BAP1 methylation: a prognostic marker of uveal melanoma metastasis

Mathieu F Bakhoum 1,2,, Ellis J Curtis 3,4,5, Michael H Goldbaum 2, Paul S Mischel 4,5,
PMCID: PMC8484429  PMID: 34593944

Abstract

Uveal melanoma, the most common intraocular primary cancer in adults, is characterized by striking variability in metastatic tendencies. BAP1 deletion in the primary tumor is associated with uveal melanoma metastasis, but it cannot always be resolved by bulk DNA sequencing of heterogeneous tumors. Here, we show that assessment of BAP1 methylation is an accurate and readily clinically actionable assay to accurately identify high-risk uveal melanoma patients.

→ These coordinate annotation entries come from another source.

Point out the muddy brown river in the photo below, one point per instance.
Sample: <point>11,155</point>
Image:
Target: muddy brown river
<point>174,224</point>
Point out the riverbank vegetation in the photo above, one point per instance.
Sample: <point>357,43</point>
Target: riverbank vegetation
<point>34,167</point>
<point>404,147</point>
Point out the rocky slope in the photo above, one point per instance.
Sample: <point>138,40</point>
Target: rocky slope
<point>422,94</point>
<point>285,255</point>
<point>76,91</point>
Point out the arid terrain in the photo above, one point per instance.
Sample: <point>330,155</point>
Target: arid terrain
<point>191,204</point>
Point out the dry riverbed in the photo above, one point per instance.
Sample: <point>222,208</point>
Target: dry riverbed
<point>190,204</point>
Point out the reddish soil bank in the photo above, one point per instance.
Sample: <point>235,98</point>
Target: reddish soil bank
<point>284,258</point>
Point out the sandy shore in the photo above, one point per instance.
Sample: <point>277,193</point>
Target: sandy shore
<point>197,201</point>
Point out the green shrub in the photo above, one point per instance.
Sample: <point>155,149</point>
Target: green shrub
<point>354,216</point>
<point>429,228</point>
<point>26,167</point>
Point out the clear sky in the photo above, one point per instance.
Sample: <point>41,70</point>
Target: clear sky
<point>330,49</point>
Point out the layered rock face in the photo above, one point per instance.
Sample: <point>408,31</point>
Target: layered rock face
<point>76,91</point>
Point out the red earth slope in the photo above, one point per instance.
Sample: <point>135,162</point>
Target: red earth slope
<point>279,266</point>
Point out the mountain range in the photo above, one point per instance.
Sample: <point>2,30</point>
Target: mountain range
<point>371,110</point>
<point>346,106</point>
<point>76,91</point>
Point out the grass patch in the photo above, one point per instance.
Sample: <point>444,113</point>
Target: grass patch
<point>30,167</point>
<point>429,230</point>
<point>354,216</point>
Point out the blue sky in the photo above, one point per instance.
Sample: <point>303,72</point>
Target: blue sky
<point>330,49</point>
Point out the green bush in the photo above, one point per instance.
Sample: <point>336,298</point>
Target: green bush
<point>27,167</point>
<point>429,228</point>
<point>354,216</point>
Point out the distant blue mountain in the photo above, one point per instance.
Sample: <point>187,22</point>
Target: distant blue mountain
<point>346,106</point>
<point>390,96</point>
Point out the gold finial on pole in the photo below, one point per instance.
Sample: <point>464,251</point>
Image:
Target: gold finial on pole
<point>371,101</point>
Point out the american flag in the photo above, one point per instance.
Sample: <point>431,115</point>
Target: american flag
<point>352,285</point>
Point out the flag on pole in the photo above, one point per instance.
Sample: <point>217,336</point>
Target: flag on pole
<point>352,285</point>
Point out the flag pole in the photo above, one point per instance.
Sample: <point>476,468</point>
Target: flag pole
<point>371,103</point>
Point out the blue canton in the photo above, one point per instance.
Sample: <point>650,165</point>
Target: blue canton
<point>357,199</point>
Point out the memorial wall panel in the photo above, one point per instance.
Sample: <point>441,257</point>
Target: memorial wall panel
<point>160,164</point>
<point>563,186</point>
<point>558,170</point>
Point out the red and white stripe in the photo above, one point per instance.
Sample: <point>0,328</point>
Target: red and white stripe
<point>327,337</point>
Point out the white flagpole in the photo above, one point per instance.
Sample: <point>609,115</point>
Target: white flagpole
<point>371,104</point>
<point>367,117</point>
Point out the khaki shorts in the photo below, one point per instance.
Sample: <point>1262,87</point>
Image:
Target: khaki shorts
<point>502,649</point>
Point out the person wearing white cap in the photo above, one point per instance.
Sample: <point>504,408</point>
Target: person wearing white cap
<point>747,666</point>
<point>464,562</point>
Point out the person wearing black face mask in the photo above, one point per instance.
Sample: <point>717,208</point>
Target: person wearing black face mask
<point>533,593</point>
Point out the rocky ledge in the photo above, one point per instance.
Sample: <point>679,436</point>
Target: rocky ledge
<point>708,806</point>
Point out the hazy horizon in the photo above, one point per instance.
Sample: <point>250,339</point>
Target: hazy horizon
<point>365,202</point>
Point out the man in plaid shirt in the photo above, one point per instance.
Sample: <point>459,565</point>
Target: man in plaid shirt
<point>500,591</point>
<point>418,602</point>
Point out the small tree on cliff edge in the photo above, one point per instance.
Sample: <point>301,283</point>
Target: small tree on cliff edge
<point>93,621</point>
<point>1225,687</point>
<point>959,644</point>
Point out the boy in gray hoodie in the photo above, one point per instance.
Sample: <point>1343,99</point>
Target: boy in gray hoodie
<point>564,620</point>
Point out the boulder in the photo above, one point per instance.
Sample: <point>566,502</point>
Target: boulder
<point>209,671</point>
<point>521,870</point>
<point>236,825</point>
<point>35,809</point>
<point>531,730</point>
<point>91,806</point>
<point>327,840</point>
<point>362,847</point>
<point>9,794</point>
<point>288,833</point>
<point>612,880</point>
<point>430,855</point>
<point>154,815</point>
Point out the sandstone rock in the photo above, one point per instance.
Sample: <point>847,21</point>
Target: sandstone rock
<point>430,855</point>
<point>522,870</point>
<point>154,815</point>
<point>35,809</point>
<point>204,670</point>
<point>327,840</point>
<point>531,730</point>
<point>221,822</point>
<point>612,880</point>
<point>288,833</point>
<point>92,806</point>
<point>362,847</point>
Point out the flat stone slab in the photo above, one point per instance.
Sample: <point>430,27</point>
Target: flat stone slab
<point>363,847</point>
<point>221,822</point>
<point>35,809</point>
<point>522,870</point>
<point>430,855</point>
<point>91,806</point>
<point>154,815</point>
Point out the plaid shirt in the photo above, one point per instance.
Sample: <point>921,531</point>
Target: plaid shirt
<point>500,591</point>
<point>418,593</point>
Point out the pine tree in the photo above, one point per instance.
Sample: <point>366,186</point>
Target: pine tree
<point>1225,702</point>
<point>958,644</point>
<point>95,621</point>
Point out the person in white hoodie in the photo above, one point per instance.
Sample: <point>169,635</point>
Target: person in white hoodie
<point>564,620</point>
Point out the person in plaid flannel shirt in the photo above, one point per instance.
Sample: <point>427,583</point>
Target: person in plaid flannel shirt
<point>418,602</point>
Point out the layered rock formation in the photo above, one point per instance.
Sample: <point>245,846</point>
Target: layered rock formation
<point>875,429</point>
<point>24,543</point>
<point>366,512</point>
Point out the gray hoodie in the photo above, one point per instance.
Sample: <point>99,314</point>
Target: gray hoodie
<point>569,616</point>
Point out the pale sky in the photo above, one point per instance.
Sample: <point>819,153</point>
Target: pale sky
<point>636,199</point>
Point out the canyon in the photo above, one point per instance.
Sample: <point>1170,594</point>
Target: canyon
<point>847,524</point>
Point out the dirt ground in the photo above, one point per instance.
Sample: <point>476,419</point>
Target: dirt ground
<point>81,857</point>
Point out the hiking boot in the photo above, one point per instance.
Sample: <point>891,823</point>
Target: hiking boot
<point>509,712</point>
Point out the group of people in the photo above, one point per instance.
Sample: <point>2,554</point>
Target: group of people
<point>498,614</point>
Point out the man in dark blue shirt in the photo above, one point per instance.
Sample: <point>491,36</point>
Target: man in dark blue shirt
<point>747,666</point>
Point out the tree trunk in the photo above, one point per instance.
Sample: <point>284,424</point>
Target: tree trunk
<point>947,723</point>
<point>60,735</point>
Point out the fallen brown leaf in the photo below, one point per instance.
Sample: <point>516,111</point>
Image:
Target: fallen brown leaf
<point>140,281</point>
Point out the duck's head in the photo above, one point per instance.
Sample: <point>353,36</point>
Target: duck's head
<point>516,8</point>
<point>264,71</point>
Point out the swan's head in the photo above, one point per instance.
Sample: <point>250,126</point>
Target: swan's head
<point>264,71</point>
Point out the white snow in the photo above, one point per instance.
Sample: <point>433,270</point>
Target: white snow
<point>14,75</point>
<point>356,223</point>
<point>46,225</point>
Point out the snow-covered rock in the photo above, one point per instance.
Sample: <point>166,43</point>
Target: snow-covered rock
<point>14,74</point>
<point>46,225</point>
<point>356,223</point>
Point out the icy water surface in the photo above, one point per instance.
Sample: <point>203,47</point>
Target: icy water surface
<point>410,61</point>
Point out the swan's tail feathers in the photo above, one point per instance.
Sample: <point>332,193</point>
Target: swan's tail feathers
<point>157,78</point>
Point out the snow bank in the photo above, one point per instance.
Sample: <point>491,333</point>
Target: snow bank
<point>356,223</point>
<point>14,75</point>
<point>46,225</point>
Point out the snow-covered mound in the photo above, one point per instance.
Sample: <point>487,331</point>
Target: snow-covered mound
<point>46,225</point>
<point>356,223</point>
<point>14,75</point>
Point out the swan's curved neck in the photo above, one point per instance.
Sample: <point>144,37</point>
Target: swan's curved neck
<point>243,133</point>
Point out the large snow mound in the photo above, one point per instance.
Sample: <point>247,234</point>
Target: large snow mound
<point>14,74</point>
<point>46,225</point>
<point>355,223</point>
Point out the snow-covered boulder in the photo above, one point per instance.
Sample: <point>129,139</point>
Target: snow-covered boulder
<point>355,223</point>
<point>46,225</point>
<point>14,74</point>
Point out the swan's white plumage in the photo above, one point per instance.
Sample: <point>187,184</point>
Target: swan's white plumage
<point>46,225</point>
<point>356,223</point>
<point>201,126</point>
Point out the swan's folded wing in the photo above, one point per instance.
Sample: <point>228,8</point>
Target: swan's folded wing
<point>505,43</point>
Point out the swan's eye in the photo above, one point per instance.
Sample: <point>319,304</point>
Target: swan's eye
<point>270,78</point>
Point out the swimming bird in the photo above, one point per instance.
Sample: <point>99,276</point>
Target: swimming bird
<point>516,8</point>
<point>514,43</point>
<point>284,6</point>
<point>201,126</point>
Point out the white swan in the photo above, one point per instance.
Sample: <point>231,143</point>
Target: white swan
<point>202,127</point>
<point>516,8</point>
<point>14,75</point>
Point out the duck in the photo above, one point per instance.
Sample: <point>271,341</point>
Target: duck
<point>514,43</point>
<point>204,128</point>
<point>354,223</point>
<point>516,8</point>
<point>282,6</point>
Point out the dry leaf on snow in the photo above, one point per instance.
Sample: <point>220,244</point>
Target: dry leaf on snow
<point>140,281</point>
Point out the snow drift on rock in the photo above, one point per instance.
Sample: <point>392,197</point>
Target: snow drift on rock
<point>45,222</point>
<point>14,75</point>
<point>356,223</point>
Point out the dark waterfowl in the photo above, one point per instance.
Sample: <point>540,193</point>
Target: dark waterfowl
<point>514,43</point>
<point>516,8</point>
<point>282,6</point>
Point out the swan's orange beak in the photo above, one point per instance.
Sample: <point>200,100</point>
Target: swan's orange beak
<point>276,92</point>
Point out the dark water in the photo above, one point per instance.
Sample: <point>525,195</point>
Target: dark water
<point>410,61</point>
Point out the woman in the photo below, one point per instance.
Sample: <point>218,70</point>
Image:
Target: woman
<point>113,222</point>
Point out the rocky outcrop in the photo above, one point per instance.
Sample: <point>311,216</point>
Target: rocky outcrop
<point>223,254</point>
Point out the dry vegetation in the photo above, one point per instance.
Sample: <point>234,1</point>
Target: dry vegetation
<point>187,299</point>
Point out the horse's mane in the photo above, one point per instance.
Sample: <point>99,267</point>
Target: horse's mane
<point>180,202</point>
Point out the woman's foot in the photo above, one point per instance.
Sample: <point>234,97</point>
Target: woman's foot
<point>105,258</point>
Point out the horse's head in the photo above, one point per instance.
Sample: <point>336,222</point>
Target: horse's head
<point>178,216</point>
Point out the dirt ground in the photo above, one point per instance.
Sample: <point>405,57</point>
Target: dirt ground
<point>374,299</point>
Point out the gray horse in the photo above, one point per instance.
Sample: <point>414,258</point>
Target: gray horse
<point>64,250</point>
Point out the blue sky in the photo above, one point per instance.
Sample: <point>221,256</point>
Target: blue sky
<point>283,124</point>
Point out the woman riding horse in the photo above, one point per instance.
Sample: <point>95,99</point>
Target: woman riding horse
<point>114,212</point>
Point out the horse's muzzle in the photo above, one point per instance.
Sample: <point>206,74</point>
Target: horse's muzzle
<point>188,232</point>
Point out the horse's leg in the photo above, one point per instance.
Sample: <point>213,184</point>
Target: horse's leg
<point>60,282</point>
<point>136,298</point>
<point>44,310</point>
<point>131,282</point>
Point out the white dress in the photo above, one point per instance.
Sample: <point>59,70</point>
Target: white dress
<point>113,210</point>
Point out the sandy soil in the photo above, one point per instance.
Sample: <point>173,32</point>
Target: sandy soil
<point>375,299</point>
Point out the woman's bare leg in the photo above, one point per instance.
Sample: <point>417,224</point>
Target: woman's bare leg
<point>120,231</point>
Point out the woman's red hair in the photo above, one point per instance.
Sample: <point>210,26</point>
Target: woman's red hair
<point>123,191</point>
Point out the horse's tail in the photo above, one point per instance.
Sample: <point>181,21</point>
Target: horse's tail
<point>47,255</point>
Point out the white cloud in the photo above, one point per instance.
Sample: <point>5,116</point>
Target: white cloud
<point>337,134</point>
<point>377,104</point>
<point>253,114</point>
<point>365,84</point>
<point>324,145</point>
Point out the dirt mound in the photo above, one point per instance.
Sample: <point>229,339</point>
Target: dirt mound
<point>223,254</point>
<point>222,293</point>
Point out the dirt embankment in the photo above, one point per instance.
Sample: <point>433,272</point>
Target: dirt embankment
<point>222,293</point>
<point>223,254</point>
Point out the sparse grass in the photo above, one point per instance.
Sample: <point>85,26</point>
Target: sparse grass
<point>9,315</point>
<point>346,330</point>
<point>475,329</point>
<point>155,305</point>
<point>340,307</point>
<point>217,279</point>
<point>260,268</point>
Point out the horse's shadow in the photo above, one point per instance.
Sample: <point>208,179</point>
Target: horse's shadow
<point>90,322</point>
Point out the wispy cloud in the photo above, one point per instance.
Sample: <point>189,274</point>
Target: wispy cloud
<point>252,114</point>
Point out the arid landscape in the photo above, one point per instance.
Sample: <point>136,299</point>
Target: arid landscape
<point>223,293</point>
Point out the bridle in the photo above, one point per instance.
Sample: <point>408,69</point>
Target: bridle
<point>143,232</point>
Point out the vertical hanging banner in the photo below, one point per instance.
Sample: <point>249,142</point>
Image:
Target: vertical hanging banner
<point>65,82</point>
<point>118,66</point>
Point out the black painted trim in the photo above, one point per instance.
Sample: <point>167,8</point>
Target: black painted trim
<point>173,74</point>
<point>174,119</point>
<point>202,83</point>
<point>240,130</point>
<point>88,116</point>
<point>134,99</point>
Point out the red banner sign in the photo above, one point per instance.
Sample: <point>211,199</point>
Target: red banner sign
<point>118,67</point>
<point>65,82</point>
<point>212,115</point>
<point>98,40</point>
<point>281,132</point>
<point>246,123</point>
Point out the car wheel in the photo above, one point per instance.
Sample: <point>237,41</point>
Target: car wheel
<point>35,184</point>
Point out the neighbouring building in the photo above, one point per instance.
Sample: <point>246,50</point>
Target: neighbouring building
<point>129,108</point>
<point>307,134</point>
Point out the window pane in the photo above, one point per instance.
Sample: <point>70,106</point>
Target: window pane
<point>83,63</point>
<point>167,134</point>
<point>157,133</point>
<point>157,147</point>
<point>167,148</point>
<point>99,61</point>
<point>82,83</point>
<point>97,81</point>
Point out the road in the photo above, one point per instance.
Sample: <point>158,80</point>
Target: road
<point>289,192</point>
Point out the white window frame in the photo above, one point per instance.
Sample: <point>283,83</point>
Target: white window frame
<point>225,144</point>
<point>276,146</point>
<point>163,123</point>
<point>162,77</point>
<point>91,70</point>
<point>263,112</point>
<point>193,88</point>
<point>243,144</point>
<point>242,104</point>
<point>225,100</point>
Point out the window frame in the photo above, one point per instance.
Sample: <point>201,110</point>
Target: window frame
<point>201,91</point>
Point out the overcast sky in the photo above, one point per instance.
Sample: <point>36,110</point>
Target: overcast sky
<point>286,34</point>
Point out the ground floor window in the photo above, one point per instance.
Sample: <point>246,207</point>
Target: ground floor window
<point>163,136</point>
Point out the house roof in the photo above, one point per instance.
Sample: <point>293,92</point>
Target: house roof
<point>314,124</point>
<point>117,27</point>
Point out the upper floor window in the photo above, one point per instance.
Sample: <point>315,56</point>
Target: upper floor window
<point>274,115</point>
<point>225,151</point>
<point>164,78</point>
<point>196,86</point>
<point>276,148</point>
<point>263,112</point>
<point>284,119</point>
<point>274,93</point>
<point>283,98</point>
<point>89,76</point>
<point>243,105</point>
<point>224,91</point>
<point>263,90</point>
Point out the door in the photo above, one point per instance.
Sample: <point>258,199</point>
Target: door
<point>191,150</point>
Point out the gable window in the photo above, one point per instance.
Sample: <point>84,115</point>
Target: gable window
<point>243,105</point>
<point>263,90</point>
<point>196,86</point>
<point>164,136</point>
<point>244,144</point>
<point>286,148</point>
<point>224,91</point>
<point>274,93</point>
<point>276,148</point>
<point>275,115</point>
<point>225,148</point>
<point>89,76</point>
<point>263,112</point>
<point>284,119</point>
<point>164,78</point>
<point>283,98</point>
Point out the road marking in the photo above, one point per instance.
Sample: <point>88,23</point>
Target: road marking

Subject terms: Prognostic markers, Cancer epigenetics

Introduction

Uveal melanoma (UM), the most common intraocular primary cancer in adults, is characterized by striking variability in metastatic tendencies1. Tests that assess the metastatic proclivity of the primary tumor provide individualized prognostication and help guide metastatic surveillance. UM tumors with high metastatic tendencies differ from their more indolent counterparts in several ways1,2. They often harbor mutations in the BAP1 gene, lack one copy of chromosome 3 and have a characteristic transcriptome and methylome39. In current clinical practice, prognostication methods rely on assessing a single or a combination of these features. RNA-based tests include a clinically validated 12-gene signature representative of the wide transcriptional changes that distinguish the two prognostic groups; low-risk (Gene expression profile 1, GEP1) and high-risk (Gene expression profile 2, GEP2)9. DNA-based tests can detect genomic alterations in the BAP1 gene and identify chromosome copy number alterations (chromosomes 3, 6, and 8). Immunohistochemical assessment of BAP1 staining or cellular morphology can also be employed to estimate the risk of metastasis10.

UM tumors are heterogeneous; cells within a single tumor can have different prognostic features including variable expression levels of BAP11012. Hence, prognostic tests that classify UM into two major groups lack the resolution to assess the diversity of an inherently heterogeneous tumor. In fact, detailed analysis of the TCGA UM cohort (integrative analysis of UM transcriptomes, methylomes and genomic copy number data, n = 80 patients) has revealed the existence of four molecularly distinct biological and prognostic subsets of UM3.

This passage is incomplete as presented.